Liquid Loading Surveillance

The Workflow

A major consideration for gas producers is liquid loading.  At OVS, we have worked with several of our clients to add surveillance capability for liquid loading to their suite of automated workflows. With these surveillance tools early detection of liquid loading has been enabled, giving these clients advanced notice to plan for strategies to optimize production.

OVS uses critical gas rate predictions or historic trends to alert the production team to a potential problem and makes them available in the normal review systems. In addition to surveillance, these clients have also implemented sensitivity analysis to allow evaluation of potential changes to well equipment or operating conditions and measure their effect on the critical gas rate.

The Challenge

The Critical Gas Rate is the flow rate that has enough velocity to carry liquids such as condensate, oil or water.  Wells that decline below this gas rate allow liquids to slip into the gas column and begin to accumulate in the well or “load up”.  As the accumulation of liquids continues, gas rates will become erratic and eventually slow or stop production.
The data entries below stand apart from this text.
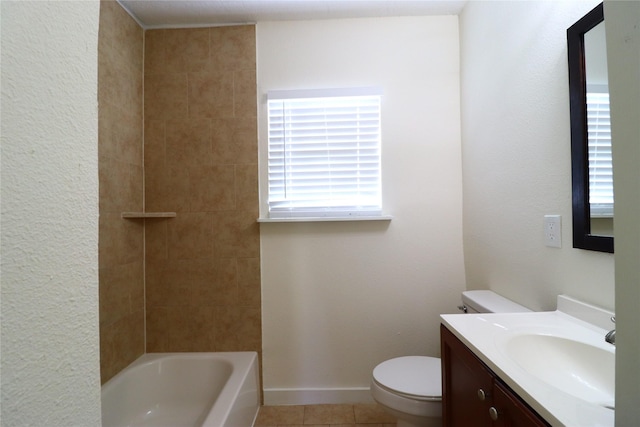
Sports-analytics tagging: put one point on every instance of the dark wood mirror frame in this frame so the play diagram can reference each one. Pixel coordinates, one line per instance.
(582, 237)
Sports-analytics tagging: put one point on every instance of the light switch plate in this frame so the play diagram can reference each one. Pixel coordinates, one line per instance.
(553, 231)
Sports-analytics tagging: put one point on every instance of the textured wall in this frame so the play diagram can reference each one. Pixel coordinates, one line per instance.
(49, 331)
(339, 298)
(516, 155)
(623, 54)
(121, 254)
(202, 267)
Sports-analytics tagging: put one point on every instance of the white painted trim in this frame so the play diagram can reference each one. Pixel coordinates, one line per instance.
(316, 396)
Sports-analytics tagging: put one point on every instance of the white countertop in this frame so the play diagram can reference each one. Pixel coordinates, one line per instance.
(486, 334)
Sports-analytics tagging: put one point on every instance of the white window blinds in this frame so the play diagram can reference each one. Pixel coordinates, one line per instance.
(324, 153)
(600, 157)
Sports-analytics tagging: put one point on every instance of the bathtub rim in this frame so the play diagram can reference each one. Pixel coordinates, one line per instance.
(244, 364)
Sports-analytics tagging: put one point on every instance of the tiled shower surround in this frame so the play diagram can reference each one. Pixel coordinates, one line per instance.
(201, 161)
(201, 271)
(120, 170)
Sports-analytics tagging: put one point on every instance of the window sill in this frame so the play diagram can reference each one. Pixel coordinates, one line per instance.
(328, 219)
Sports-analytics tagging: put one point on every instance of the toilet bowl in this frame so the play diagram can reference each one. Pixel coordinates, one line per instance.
(410, 387)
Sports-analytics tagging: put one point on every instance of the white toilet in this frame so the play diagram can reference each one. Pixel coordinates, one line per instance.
(410, 387)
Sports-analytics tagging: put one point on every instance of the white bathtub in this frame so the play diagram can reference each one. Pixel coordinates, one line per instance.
(184, 389)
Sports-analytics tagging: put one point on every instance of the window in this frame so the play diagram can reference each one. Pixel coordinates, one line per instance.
(600, 158)
(324, 153)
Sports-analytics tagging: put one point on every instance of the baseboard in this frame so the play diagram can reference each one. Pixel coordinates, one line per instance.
(317, 396)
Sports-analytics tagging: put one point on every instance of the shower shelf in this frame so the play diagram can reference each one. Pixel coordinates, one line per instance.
(139, 215)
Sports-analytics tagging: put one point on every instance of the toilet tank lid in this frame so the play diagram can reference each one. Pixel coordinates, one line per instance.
(418, 376)
(485, 301)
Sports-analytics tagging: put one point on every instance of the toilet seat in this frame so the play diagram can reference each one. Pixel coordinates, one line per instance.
(413, 377)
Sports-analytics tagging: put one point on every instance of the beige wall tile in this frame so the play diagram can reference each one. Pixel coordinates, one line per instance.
(188, 142)
(190, 235)
(244, 93)
(165, 96)
(120, 243)
(236, 234)
(212, 188)
(211, 94)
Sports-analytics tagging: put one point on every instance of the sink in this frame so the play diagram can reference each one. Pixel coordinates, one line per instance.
(583, 370)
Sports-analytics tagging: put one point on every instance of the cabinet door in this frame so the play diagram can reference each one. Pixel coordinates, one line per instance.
(465, 381)
(511, 411)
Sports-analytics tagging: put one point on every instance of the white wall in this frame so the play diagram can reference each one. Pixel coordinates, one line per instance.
(623, 52)
(516, 155)
(50, 361)
(339, 298)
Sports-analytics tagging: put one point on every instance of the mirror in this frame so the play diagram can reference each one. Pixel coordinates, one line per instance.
(591, 163)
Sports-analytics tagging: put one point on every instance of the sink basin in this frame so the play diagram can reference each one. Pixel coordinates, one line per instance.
(580, 369)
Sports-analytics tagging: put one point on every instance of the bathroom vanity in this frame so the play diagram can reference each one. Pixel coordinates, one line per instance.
(529, 369)
(475, 396)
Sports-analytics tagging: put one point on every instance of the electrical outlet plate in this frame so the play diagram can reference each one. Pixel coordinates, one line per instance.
(553, 231)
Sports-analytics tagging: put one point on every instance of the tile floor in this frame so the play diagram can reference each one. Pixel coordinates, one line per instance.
(358, 415)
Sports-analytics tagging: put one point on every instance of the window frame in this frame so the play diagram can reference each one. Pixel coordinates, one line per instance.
(333, 213)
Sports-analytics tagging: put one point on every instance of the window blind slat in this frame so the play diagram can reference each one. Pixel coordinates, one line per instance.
(324, 154)
(599, 154)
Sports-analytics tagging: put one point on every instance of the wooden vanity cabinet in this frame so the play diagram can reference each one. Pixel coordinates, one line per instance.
(472, 395)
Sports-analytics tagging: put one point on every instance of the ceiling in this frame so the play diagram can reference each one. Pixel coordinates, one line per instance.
(190, 13)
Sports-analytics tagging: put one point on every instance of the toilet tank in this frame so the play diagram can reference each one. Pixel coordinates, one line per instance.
(484, 301)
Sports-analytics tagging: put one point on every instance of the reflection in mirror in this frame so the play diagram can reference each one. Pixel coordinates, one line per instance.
(591, 161)
(598, 132)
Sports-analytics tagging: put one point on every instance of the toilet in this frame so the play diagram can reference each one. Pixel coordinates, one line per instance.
(410, 387)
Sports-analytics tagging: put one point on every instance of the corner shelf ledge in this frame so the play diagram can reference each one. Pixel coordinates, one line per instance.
(138, 215)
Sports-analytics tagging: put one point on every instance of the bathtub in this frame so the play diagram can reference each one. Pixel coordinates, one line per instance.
(184, 389)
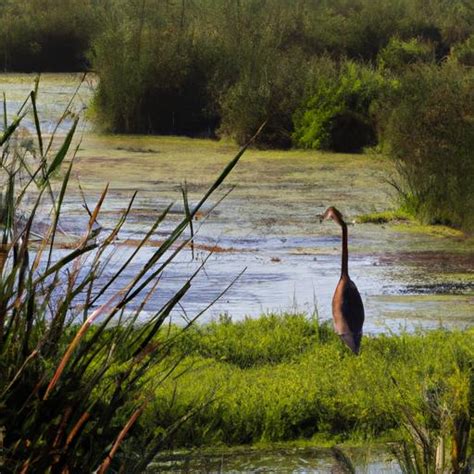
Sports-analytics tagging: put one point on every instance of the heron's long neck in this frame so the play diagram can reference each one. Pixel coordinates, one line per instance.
(345, 252)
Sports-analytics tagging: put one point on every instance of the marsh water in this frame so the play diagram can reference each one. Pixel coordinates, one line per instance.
(267, 227)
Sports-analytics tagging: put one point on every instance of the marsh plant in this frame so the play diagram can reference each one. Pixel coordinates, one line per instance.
(74, 366)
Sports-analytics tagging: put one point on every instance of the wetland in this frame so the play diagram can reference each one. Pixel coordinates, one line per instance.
(410, 276)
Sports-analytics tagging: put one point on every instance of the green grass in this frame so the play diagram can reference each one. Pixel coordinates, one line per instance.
(383, 217)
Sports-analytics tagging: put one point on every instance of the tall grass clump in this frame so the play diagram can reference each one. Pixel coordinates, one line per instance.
(74, 364)
(155, 71)
(286, 377)
(398, 54)
(427, 127)
(52, 35)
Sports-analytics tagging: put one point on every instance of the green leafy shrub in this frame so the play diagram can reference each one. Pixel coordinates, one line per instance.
(398, 54)
(268, 92)
(275, 379)
(463, 53)
(336, 114)
(52, 35)
(427, 129)
(74, 362)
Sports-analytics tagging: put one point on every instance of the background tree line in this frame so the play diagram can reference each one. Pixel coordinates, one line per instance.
(328, 74)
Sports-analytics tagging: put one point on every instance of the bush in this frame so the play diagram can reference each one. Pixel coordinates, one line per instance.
(336, 114)
(74, 362)
(427, 127)
(52, 35)
(463, 53)
(268, 92)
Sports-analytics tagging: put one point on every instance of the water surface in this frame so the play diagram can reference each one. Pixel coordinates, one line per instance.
(267, 225)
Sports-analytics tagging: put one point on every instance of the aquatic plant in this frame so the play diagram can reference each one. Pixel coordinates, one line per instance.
(426, 125)
(74, 368)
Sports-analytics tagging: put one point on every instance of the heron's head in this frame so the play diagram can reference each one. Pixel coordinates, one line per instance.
(331, 213)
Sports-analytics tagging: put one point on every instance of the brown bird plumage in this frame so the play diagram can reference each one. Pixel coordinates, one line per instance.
(347, 307)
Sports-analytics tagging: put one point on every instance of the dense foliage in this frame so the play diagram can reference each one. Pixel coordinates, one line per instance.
(427, 124)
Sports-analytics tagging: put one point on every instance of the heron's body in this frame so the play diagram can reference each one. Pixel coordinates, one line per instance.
(347, 306)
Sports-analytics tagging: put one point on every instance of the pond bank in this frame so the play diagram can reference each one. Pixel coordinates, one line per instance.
(408, 276)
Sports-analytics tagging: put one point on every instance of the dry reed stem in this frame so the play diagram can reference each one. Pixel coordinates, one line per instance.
(105, 465)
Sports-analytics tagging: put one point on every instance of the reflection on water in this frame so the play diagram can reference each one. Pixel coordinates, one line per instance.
(266, 226)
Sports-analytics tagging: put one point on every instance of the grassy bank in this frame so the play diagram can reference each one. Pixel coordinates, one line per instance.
(286, 377)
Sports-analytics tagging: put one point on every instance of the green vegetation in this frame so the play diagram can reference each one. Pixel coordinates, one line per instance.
(74, 367)
(334, 75)
(427, 125)
(336, 114)
(287, 377)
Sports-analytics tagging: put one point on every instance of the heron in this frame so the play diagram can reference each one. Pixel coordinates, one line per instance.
(347, 306)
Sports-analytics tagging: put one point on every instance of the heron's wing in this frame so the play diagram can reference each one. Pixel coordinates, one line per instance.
(353, 308)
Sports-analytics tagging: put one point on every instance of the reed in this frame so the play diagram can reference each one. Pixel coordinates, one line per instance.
(72, 361)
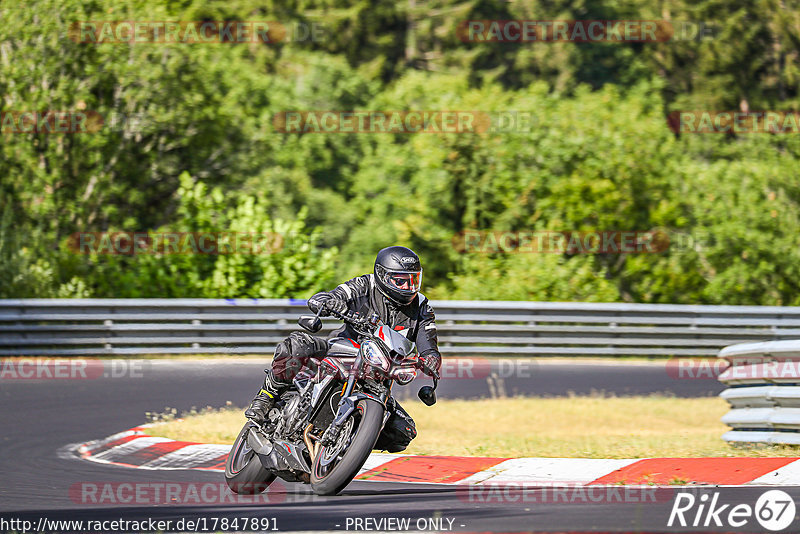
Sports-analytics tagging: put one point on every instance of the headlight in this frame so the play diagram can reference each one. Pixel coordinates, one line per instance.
(375, 356)
(404, 375)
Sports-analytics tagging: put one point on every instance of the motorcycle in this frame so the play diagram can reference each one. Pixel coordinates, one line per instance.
(322, 430)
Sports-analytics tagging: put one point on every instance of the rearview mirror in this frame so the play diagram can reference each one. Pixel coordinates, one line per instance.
(311, 323)
(427, 395)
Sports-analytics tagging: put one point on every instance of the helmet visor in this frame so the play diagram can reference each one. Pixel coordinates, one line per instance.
(408, 282)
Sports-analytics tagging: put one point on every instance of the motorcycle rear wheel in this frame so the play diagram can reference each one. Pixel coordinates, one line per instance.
(366, 426)
(244, 473)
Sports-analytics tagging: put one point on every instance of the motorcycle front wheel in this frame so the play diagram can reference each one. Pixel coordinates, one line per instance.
(243, 470)
(336, 465)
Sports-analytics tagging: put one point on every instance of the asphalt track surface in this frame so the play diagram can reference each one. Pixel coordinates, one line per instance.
(39, 417)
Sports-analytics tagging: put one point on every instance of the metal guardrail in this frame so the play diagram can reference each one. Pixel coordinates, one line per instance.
(764, 392)
(248, 326)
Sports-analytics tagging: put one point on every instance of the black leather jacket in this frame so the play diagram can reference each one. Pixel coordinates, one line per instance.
(363, 296)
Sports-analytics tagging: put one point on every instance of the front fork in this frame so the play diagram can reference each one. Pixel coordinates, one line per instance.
(347, 404)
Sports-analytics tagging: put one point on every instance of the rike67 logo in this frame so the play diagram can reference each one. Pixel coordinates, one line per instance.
(774, 511)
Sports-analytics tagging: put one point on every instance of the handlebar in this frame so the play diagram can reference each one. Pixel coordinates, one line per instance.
(355, 319)
(365, 326)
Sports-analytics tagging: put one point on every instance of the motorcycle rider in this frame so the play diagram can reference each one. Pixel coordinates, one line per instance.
(392, 292)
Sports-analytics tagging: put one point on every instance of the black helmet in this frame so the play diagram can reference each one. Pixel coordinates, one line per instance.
(398, 273)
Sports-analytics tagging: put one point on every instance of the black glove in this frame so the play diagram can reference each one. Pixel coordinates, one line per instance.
(431, 363)
(334, 305)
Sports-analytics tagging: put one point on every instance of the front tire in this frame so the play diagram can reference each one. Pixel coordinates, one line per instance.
(367, 421)
(244, 473)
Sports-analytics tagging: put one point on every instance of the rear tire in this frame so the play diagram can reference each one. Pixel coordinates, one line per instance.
(243, 470)
(369, 419)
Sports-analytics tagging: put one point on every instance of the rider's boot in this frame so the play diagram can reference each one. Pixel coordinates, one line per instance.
(265, 398)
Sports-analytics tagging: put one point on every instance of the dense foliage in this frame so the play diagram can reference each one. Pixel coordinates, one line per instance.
(198, 151)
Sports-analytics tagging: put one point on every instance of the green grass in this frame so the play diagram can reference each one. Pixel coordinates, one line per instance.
(565, 427)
Identifying liquid loading early helps to avoid production delays or production losses.  Empirical correlations are a common method for predicting the onset of liquid loading.  A second method for detecting liquid loading is to look for changes in production profiles, such as a drop in water production or the ratio of water to gas.  Changes in tubing and casing pressures could also be used to indicate potential liquid loading.

Production teams have thousands of wells to monitor for all sorts of issues.  Applying correlations to all the wells or screening wells for subtle inflections in production or pressure profiles becomes a time-consuming task. As a result, the discovery of liquid loading is frequently made well after it has begun resulting in lost production.

The Solution

To satisfy the need for early detection of liquid loading, OVS has worked with its clients to implement surveillance by exception.  Surveillance by exception (SBE) automatically directs the attention of engineers and operators to operational conditions that need attention.

For predictive liquid loading SBE, OVS automatically applies correlations such as Turner or Coleman to establish the critical gas rate.  When a well’s production is within a certain range of the critical gas rate, say 10%, the engineer or operator will have that well added to their alert list. In addition to being useful in SBE, the results of the calculations are included in other tools such as the Well Review or Production Data Analysis.

Another surveillance option is to use OVS to evaluate trends indicating that liquid loading may have begun. The workflow will compare gas rates to target, water rates (or WGR) to previous values, tubing/casing differential pressures, or an increase in variability (gas spikes). If an alert condition is detected the team will be notified.

OVS also provides a sensitivity analysis allowing the engineer to use the correlations to evaluate how changes in the well could affect the wells ability to unload the well.

Final Thoughts

The SBE workflows have been applied in many areas using OVS.  For clients operating gas wells, it has proved valuable in providing actionable alerts for wells showing signs of liquid loading or predicting possible onset.  With this information the team can plan for future artificial lift or other intervention before production rates are significantly affected.